Homotopy groups of a projective bundle

Question

I'm learning something about Hirzebrunch surfaces from here. I'm probably missunderstanding something about homotopy groups of these complex surfaces. More precisely, in the link I provided the author claim that $\pi_k(H_k)=\pi_k(S^2)\times \pi_k(S^2)$, but we have a section $s_\infty\colon S^2=\mathbb{C}\mathbb{P}^1\longrightarrow H_n$, therefore it should be $\pi_k(H_n)=\pi_k(S^2)$ as $(s_\infty)_\ast\circ\pi_\ast=id_{\pi_k(S^2)}$, where $\pi\colon H_n\longrightarrow S^2 $ is the canonical projection. What am I doing wrong?

Answer 1

As you point out, the projection $p_k:H_k\rightarrow S^2$ has a right homotopy inverse, or section, $s_\infty$ satisfying $\pi_k\circ s_{\infty}\simeq id_{S^2}$ (note the typo in your question). However neither map is a homotopy equivalence, not a weak homotopy equivalence. In particular, $s_\infty$ is not a left homotopy inverse for the projection,

$$s_\infty\circ p_k\not\simeq id_{H_k}.$$

It is true that the induced map $s_{\infty\ast}:\pi_*(S^2)\rightarrow \pi_*(H_k)$ is monic, and exhibits $\pi_*(S^2)$ as a direct summand of $ \pi_*(H_k)$. However its complement $W$ is non-trivial. Indeed, the fibre of $p_k:H_k\rightarrow S^2$ is the projective space $\mathbb{C}P^1\cong S^2$, and if $j_k:\mathbb{C}P^1\hookrightarrow H_k$ is the fibre inclusion, then

$$p_{k*}\circ j_{k*}=(p_k\circ j_k)_*=0,$$

so the image $j_{k*}(\pi_*(\mathbb{C}P^1))\subseteq \pi_*(H_k)$ lies in the complement $W$ to $s_{\infty *}(\pi_*(S^2))$. However, since the projection $p_k$ is a fibration there is a long exact homotopy sequence

$$\dots\rightarrow\pi_{n+1}S^2\xrightarrow{\Delta}\pi_n\mathbb{C}P^1\xrightarrow{j_{k*}}\pi_nH_k\xrightarrow{p_{k*}}\pi_nS^2\xrightarrow{\Delta}\pi_{n-1}\mathbb{C}P^1\rightarrow\dots$$

and as $p_k$ admits a section, the homomorphism $p_{k*}$ is epic in each degree. Hence by exactness, the connecting homomorphism $\Delta$ is trivial in each degree, so the long exact sequence breaks up into short exact sequences of abelian groups

$$0\rightarrow\pi_n\mathbb{C}P^1\xrightarrow{j_{k*}}\pi_nH_k\xrightarrow{p_{k*}}\pi_nS^2\rightarrow 0$$

since $S^2$ is simply connected.

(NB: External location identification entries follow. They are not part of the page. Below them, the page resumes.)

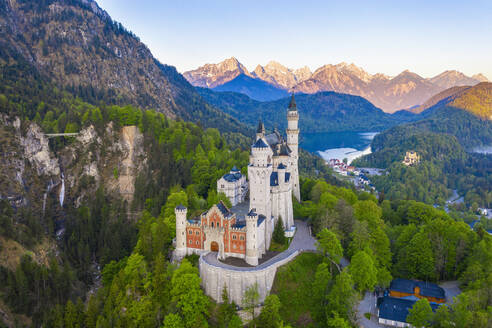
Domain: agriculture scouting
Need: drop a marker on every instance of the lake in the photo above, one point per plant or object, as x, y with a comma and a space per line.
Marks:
346, 144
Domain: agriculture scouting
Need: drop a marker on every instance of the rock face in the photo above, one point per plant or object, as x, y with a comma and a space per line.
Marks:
281, 76
405, 90
213, 75
131, 144
37, 151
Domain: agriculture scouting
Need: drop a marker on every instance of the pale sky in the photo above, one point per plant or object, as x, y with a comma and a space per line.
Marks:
426, 37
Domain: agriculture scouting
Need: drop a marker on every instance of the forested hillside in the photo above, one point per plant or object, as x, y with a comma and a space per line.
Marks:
445, 141
77, 47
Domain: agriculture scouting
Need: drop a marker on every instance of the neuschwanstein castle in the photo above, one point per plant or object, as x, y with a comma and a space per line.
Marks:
273, 175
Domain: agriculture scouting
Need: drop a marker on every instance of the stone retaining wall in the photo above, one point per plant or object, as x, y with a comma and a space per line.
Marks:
214, 278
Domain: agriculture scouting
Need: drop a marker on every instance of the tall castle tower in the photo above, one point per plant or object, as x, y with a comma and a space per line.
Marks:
251, 235
259, 171
293, 143
180, 212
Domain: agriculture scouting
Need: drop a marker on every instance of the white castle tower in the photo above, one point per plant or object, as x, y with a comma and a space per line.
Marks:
293, 143
259, 171
251, 237
180, 212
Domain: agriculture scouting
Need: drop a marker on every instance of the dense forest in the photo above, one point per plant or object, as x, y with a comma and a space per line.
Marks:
445, 166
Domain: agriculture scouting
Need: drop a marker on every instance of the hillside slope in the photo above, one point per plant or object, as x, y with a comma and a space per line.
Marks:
76, 46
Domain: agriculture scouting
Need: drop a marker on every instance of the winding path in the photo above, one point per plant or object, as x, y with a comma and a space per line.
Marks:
303, 241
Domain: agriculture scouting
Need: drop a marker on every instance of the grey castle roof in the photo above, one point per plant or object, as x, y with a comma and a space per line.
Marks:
426, 288
261, 127
292, 104
260, 144
396, 309
261, 218
223, 209
232, 177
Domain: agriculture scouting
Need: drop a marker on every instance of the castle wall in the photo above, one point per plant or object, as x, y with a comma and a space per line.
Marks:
237, 280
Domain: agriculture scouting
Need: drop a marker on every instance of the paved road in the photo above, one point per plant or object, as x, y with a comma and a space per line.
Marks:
303, 241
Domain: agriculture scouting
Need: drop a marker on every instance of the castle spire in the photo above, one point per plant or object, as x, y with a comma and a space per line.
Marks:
292, 104
261, 127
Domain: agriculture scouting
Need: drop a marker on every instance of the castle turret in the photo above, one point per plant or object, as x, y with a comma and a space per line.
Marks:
180, 212
251, 236
293, 143
260, 131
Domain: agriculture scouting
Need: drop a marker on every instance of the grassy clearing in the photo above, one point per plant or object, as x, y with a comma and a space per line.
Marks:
293, 285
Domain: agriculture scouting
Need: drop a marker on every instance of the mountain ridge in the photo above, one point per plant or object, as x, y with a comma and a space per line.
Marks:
402, 91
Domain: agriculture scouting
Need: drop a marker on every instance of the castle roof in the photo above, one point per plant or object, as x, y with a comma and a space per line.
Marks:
232, 177
223, 209
260, 144
261, 127
426, 288
396, 309
261, 218
292, 104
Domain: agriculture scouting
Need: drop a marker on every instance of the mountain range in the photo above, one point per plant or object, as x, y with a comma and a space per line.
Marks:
76, 46
406, 90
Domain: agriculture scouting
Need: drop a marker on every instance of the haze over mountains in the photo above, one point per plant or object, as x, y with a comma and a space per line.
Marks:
405, 90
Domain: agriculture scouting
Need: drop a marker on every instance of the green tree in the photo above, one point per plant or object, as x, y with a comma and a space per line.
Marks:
188, 297
336, 321
172, 320
227, 311
251, 299
342, 298
420, 315
270, 314
330, 246
363, 271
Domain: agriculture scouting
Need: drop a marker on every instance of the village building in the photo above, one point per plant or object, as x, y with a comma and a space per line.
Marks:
420, 289
234, 186
393, 311
411, 158
273, 175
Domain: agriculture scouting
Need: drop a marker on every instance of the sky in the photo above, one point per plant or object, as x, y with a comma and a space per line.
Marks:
426, 37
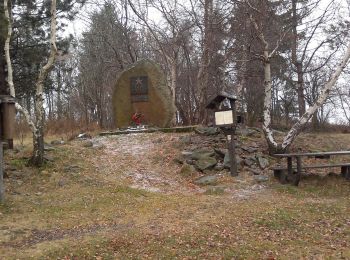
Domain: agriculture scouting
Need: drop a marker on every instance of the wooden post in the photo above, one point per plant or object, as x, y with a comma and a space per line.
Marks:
2, 188
290, 168
298, 176
232, 153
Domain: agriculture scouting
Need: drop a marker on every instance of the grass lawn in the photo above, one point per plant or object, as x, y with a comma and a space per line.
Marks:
126, 199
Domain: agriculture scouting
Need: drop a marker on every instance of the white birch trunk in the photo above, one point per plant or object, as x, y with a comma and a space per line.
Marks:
38, 135
294, 131
19, 108
267, 103
7, 50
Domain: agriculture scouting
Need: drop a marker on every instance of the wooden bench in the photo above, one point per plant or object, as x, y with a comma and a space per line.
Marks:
292, 173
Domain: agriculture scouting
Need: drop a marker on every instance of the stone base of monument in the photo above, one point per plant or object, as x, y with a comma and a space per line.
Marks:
181, 129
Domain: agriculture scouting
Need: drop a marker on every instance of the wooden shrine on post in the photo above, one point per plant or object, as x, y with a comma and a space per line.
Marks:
7, 129
224, 107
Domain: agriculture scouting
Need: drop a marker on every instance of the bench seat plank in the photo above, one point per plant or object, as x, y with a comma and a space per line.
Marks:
312, 154
315, 166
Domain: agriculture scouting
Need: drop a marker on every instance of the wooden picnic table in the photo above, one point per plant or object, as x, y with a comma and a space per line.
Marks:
294, 177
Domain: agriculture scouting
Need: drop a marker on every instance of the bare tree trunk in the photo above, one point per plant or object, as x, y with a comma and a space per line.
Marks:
298, 64
38, 135
203, 74
295, 130
7, 50
267, 103
10, 70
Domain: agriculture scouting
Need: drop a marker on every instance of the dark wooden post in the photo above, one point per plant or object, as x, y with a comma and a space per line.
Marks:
290, 168
232, 143
2, 188
299, 166
232, 152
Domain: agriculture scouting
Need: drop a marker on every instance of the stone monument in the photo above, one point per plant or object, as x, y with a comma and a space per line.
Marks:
142, 89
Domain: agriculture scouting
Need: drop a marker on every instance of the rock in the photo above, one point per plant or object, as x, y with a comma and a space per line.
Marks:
249, 149
248, 161
221, 152
186, 154
215, 190
207, 130
261, 178
179, 160
72, 169
88, 144
250, 132
207, 180
48, 148
187, 170
227, 161
202, 153
143, 88
84, 136
57, 142
255, 171
185, 139
263, 162
219, 167
48, 158
191, 162
206, 163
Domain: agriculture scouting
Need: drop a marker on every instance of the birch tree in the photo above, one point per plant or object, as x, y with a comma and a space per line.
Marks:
266, 56
37, 121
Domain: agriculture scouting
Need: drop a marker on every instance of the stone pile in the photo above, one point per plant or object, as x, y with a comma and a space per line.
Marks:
207, 154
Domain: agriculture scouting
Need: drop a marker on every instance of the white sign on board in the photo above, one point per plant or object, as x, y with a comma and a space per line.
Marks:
223, 118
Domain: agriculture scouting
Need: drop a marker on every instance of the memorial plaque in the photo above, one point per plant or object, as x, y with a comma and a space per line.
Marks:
139, 89
143, 89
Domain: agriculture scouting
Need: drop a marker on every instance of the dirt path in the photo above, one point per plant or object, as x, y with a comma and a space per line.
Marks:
144, 162
127, 200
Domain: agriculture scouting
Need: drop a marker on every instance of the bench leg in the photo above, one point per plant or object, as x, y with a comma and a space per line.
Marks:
281, 175
345, 172
298, 175
289, 169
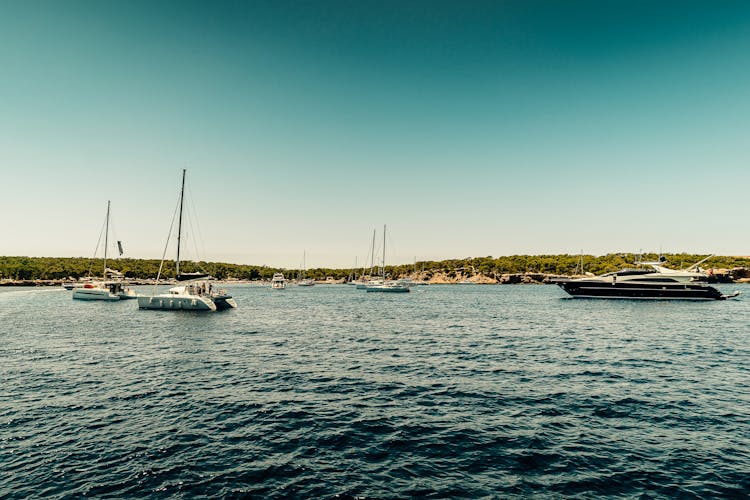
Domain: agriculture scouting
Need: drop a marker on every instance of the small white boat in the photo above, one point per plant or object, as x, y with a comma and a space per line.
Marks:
385, 286
389, 287
302, 279
278, 282
95, 291
367, 281
197, 294
103, 290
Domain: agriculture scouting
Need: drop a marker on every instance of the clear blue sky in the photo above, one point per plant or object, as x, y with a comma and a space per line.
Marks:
470, 128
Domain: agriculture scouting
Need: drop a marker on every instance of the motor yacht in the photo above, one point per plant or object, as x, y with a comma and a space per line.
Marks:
653, 281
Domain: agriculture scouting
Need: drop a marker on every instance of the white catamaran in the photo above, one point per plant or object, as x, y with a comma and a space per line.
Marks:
196, 294
105, 289
387, 286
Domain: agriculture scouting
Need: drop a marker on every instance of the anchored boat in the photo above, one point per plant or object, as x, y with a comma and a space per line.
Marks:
655, 281
198, 292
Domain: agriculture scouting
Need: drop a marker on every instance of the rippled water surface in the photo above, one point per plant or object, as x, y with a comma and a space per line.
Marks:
449, 391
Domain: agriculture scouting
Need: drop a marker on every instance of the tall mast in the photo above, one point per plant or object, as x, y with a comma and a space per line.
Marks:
106, 240
372, 253
179, 224
384, 252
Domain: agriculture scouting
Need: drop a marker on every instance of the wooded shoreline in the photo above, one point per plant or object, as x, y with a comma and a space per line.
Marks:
515, 269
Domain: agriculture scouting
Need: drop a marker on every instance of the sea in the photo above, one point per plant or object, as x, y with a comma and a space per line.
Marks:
450, 391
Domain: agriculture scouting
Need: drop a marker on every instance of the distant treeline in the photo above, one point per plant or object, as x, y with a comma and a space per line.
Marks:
54, 268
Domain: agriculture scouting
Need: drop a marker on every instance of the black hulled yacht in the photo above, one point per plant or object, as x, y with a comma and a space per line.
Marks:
653, 282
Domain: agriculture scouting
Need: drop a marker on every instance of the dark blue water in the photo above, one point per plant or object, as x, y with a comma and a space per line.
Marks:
450, 391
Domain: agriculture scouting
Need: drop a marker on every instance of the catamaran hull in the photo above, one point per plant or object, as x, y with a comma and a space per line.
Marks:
177, 303
93, 294
597, 290
388, 289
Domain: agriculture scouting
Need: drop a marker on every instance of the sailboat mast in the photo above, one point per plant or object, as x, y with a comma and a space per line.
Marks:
383, 252
106, 240
179, 224
372, 253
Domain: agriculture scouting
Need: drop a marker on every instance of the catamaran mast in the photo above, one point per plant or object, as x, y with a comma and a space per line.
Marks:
106, 240
179, 224
383, 253
372, 253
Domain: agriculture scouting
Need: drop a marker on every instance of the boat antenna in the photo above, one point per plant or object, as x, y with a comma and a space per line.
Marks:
106, 240
179, 225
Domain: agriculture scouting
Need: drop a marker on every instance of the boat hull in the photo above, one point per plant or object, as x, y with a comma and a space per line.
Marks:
387, 289
635, 290
177, 303
94, 294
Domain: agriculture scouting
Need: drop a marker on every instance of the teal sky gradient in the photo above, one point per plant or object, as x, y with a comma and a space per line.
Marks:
470, 128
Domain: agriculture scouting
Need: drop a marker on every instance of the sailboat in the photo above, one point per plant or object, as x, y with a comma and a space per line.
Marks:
366, 279
302, 280
278, 282
109, 290
197, 294
387, 286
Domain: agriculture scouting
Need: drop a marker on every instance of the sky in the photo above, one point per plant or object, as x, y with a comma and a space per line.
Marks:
470, 128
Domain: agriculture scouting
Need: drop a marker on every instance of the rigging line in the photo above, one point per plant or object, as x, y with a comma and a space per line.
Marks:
101, 232
166, 246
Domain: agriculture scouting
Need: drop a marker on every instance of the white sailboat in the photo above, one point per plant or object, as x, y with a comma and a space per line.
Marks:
196, 294
104, 289
387, 286
278, 282
302, 279
367, 279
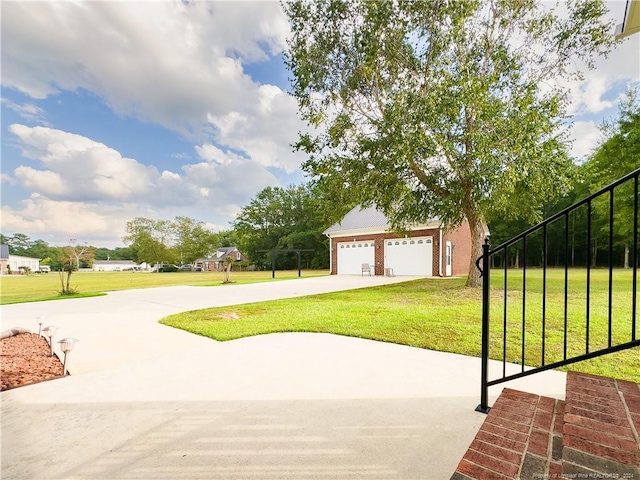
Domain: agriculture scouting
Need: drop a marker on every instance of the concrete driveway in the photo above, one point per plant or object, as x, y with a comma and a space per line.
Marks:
146, 401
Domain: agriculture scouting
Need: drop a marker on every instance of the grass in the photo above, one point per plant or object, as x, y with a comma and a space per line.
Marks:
444, 315
35, 288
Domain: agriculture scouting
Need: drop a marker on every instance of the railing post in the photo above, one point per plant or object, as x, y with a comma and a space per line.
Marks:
485, 274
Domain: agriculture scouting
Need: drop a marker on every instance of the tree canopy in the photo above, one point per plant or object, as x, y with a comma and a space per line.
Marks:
441, 109
284, 218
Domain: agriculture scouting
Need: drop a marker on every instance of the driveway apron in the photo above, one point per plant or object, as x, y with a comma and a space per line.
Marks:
147, 401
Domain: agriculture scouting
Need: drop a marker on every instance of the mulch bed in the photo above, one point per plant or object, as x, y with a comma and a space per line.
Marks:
24, 360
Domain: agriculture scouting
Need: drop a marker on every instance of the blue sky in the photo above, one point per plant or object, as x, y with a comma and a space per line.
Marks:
112, 110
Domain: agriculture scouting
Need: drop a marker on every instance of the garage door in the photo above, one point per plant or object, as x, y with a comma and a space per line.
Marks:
351, 256
409, 256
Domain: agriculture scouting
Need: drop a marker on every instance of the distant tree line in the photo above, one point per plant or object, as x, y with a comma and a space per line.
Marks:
618, 155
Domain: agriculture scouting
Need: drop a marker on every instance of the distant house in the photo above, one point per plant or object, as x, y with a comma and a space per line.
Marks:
364, 236
114, 265
213, 262
13, 263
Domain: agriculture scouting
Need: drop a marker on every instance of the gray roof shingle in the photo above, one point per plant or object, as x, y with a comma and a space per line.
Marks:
359, 218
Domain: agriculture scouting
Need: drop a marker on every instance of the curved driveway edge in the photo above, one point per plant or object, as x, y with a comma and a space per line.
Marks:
122, 326
147, 401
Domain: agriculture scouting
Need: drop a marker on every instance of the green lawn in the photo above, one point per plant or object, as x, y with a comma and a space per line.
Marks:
444, 315
34, 288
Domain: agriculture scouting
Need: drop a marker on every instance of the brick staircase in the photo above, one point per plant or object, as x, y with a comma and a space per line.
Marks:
593, 433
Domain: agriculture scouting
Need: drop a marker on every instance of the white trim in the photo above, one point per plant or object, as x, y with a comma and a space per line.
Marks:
379, 230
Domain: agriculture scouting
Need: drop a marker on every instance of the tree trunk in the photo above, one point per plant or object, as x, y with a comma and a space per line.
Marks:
626, 256
477, 239
69, 279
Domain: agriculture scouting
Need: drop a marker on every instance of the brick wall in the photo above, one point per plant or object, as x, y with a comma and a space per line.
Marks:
460, 238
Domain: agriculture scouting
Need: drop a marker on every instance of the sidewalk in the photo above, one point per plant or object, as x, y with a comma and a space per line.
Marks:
147, 401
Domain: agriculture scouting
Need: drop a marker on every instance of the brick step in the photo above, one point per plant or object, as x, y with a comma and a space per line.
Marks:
592, 434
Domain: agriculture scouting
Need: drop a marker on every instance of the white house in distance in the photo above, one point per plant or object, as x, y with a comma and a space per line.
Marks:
114, 265
13, 263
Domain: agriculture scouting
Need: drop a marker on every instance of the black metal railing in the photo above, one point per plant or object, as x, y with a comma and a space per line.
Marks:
553, 329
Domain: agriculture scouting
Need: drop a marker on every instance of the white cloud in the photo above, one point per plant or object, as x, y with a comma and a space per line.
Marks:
172, 63
264, 129
27, 111
85, 189
586, 137
56, 221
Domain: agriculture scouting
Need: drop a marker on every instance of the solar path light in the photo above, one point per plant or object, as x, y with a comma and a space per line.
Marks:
66, 345
40, 322
50, 332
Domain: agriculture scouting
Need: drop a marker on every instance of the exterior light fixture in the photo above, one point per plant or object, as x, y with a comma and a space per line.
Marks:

The induced homomorphisms $s_{\infty*}$ splits theses sequences in each degree, giving

$$\pi_nH_k\cong\pi_nS^2\oplus\pi_n\mathbb{C}P^1$$

in each degree $n\geq 1$. Now $\mathbb{C}P^1\cong S^2$, so you get the claimed result. The only reason I have written one copy of the $2$-sphere differently is to make clear which is the fibre and which is the base of the bundle projection.